Why get a warrant when you can use a statute instead?
We the People understand and appreciate that law enforcement's job is to investigate crime by collecting evidence to be used in a criminal prosecution. In the DWI context, an officer's primary goal is to generate evidence of a suspect driver's blood alcohol concentration.
Are you aware that there is no legal requirement that law enforcement pursue license revocation when an officer suspects a driver of DWI? Chemical testing may be required at the discretion of the officer. The implied consent advisory only comes into play if the officer chooses to pursue a revocation.
In other words, an officer doesn't have to read the implied consent advisory to a DWI arrestee; the officer has a choice. She has two options; both accomplish her primary goal of gathering criminal evidence, but only one is constitutional: (1) read the implied consent advisory that makes it a crime to refuse a chemical test, or (2) submit probable cause to a judge to get a search warrant. Convenience or Constitution?
From the officer's perspective, of course it is more convenient to rely on a statute to execute a search than it is to go to the trouble of getting a warrant.

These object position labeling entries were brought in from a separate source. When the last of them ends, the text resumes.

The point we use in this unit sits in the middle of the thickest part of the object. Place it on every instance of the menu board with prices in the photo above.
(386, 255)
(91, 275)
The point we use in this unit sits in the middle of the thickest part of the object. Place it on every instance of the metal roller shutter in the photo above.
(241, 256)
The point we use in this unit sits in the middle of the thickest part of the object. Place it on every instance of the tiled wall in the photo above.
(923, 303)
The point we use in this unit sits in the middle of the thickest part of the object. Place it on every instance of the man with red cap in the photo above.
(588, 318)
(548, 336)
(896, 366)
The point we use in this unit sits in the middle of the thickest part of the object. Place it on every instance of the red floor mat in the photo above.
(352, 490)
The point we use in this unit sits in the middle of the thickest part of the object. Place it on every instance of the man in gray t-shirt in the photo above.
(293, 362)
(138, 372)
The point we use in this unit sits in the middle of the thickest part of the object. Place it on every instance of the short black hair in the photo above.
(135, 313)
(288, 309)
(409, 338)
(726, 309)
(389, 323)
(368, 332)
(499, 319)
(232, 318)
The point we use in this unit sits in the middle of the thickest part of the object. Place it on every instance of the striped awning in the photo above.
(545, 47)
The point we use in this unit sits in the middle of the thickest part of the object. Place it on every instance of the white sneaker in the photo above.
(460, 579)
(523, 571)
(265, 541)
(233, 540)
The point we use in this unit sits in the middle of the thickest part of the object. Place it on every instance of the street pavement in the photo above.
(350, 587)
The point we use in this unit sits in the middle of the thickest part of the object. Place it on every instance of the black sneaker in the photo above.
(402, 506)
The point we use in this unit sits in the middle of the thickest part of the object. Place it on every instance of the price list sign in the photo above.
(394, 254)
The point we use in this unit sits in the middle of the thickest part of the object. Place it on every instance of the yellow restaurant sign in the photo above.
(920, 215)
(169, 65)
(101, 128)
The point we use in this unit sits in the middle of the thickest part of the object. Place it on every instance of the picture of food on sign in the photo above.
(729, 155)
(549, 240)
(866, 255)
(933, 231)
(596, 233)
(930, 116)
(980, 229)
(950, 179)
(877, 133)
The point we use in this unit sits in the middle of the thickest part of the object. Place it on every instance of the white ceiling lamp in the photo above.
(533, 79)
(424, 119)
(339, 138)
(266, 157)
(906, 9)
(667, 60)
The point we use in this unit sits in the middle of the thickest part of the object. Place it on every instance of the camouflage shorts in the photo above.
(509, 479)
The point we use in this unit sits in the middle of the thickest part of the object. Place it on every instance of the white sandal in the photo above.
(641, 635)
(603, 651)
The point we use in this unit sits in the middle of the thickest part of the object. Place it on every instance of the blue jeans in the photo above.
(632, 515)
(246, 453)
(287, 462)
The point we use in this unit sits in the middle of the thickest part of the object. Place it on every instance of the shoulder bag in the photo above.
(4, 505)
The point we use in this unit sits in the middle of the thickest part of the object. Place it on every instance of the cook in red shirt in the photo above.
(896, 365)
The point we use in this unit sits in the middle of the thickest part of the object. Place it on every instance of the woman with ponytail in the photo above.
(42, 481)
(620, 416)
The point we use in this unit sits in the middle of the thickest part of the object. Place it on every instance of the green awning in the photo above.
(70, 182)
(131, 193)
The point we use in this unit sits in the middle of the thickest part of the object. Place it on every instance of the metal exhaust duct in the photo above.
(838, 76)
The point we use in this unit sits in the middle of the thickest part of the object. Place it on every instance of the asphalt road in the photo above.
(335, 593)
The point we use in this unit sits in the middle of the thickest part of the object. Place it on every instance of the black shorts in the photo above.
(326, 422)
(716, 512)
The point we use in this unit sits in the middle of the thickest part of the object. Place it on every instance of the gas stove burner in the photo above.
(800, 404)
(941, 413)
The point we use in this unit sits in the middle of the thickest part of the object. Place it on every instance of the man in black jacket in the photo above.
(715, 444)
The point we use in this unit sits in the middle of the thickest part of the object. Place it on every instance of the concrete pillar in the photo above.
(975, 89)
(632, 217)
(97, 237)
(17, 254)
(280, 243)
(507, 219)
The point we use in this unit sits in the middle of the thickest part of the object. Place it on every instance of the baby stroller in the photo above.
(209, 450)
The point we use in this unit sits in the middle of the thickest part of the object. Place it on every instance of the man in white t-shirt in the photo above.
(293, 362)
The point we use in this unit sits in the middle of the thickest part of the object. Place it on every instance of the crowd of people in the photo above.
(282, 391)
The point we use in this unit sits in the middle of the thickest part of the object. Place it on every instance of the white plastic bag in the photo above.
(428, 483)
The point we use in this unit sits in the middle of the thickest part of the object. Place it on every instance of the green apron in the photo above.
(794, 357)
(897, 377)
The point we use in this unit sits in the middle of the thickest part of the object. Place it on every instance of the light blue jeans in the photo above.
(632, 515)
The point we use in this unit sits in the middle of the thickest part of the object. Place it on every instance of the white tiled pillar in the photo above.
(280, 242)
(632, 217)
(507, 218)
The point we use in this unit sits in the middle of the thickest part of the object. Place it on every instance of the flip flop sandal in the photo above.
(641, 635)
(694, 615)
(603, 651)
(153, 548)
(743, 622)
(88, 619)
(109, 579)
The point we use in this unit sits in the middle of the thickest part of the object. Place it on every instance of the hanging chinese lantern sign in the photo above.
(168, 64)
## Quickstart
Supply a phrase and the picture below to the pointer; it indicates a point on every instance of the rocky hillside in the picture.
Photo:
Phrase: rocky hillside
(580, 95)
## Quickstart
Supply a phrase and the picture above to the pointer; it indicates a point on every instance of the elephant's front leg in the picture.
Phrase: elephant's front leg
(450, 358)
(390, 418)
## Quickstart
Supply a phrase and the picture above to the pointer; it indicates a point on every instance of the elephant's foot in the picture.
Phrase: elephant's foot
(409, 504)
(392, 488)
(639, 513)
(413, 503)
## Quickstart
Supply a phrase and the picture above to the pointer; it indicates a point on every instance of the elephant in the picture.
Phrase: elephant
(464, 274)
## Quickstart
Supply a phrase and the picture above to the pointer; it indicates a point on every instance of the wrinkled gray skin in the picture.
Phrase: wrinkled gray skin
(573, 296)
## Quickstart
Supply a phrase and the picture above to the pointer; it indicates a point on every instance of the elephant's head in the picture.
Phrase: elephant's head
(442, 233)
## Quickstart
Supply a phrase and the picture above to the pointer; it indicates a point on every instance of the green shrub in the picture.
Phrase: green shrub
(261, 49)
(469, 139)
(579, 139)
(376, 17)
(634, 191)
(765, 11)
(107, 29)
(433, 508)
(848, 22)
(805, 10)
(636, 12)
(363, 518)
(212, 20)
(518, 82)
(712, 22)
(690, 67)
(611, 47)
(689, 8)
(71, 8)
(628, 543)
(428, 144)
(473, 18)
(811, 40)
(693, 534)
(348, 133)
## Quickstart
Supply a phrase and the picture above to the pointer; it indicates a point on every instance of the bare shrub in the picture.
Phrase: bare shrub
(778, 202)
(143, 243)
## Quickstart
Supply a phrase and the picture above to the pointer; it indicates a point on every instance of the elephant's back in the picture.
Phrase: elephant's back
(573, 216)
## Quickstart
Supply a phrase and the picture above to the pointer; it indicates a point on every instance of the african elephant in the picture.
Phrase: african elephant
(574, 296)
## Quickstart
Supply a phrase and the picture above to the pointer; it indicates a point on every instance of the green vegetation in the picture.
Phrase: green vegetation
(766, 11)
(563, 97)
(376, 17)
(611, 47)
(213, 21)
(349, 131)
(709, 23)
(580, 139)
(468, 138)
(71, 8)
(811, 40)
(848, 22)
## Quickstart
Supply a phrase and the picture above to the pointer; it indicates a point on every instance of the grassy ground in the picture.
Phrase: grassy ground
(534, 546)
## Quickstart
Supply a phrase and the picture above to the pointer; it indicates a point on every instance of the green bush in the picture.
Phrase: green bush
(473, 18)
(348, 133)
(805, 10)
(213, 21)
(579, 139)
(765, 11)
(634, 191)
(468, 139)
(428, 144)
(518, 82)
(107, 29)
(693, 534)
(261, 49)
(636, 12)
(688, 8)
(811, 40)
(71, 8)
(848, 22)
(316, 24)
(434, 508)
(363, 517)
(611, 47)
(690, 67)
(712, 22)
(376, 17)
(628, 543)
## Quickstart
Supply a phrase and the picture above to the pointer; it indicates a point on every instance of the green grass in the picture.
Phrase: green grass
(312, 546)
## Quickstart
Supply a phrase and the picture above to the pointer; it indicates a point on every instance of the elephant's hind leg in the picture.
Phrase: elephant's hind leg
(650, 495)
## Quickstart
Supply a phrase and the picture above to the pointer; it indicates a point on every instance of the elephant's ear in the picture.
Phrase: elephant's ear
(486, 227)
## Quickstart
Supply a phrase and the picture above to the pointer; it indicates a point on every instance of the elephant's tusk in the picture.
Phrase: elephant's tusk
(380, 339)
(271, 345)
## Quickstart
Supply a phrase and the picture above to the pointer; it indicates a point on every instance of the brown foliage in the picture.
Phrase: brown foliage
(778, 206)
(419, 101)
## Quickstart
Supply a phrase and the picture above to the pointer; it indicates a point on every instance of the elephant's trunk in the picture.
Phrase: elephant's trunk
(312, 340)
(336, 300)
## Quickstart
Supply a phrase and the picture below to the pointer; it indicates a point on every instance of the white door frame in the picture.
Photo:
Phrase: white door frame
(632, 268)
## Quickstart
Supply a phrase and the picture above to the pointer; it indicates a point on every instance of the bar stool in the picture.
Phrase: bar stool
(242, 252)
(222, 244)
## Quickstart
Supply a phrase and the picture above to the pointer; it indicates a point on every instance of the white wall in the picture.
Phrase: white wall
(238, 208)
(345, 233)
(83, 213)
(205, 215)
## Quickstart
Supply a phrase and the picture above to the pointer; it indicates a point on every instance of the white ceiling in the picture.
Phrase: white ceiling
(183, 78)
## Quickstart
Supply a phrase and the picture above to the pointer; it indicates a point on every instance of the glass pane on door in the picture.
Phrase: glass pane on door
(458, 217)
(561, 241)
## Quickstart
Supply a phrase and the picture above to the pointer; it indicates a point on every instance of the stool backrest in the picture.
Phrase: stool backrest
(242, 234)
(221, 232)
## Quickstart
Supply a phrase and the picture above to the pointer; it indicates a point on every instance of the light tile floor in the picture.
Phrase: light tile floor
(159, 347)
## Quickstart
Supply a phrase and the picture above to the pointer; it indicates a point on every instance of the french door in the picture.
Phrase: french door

But We the People didn't write the Fourth Amendment from the officer's perspective, for government convenience. The Constitution didn't create rights. We the People have individual rights, and We the People wrote the Constitution to ensure that government honors and protects those rights. (And We certainly didn't empower the legislature to create offense-specific exceptions to the warrant requirement.)
We wrote the Constitution to regulate our government. It sure would be nice if government played by the rules.